The Reserve Bank of Malawi (RBM) has finished drafting a new Bill on foreign exchange to conform to new ways of managing forex.
RBM General Counsel and Bank Secretary Samuel Malitoni have confirmed of the issue.
Currently, the country has the Exchange Control Act of 1989 and the RBM is repealing it and replacing it with a new act called Foreign Exchange Act, which according to Malitoni, would not just control forex but stipulate how to manage foreign reserves.
“The world now is managing foreign exchange so the Foreign Exchange Act will emphasize on the management of our foreign reserves. Of late our the reserves have been growing; we’re consistently above three months of import cover as such what is important is that instead of controlling forex we should be managing the reserves,” said Malitoni.

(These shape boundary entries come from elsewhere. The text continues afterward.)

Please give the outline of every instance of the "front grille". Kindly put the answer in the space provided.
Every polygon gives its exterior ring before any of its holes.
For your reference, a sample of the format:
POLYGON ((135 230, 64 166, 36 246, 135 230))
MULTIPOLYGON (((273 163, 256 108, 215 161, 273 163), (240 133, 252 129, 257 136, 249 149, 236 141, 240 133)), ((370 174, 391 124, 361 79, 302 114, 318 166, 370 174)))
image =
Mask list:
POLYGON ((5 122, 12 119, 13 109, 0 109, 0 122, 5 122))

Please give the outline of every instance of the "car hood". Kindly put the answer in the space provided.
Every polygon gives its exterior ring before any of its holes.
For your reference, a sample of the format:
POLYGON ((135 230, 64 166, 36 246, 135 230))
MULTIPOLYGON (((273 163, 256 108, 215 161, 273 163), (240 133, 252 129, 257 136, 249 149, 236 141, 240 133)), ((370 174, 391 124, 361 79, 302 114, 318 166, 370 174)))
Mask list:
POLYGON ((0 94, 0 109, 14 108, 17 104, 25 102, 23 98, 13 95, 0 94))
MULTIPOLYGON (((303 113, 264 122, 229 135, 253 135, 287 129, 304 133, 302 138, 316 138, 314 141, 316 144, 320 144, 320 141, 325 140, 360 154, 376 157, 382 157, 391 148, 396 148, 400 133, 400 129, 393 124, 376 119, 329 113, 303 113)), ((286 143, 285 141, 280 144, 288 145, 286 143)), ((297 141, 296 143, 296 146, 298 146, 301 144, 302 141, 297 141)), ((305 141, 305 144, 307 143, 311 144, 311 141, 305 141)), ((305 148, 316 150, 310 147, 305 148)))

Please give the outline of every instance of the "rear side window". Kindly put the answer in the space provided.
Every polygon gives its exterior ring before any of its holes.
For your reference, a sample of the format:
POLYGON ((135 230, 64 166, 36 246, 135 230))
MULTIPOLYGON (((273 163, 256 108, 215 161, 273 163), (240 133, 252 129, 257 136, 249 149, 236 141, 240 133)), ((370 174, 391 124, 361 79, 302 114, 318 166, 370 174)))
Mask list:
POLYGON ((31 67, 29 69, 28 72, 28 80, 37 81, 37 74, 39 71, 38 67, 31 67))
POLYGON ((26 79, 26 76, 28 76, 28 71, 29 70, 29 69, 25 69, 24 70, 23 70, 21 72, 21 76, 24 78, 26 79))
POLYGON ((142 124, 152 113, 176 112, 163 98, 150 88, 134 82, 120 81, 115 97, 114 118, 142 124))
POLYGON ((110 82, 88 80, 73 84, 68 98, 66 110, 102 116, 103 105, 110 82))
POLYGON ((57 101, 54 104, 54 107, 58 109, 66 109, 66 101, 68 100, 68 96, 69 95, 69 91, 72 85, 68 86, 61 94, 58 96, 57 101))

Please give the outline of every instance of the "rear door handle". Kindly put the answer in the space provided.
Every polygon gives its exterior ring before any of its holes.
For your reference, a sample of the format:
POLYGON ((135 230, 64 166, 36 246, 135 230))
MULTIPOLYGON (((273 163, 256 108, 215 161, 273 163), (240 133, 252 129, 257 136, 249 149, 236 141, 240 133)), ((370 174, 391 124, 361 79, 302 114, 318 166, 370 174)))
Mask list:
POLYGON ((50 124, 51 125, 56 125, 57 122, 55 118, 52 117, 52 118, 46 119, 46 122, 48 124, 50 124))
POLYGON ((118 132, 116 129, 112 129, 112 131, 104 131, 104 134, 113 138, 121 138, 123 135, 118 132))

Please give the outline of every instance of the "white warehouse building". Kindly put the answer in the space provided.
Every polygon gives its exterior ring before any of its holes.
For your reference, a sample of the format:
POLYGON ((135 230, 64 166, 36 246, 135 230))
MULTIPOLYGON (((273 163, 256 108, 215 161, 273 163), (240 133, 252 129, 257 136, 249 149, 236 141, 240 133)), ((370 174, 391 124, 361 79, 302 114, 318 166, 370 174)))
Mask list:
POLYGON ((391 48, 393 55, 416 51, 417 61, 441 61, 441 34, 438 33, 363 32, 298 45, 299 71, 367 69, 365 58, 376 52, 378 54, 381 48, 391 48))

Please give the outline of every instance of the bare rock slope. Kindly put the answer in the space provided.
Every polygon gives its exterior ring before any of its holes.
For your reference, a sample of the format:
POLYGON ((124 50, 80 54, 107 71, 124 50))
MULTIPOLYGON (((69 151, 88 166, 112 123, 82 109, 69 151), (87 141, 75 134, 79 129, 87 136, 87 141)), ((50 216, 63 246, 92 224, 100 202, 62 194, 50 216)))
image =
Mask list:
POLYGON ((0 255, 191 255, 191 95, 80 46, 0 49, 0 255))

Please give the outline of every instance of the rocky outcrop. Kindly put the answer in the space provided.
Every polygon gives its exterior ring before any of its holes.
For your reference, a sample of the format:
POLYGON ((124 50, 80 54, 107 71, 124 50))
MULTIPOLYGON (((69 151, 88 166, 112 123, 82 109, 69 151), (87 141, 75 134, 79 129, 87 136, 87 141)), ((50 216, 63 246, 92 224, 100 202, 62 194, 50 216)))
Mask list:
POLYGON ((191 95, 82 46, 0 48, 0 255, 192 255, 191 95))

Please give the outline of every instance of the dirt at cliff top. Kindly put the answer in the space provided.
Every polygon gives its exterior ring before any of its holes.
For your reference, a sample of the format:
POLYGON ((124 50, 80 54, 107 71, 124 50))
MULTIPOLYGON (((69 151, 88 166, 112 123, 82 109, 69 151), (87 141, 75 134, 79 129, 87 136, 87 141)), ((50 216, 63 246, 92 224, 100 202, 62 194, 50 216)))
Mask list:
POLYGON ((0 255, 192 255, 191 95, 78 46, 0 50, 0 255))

Furthermore, the Bill would also introduce stiffer penalties for offenders, whom according to Maltoni, currently take advantage of light punishments in the old law.
According to the RBM General Counsel and Bank Secretary, the Bill was now at cabinet level, particularly at the Ministry of Justice and Constitutional Affairs, to be fine-tuned before it is submitted to Parliament.
“We hope that within this year it will be passed in Parliament and start operating,” said the RBM General Counsel and Bank Secretary.
The country’s forex reserves currently stand at US$1 billion, according to the RBM.
President Peter Mutharika called for the review of the Act to end the loss of forex due to externalization.
He noted the legislation was too old and had to be reviewed as a way of controlling illegal foreign exchange externalization.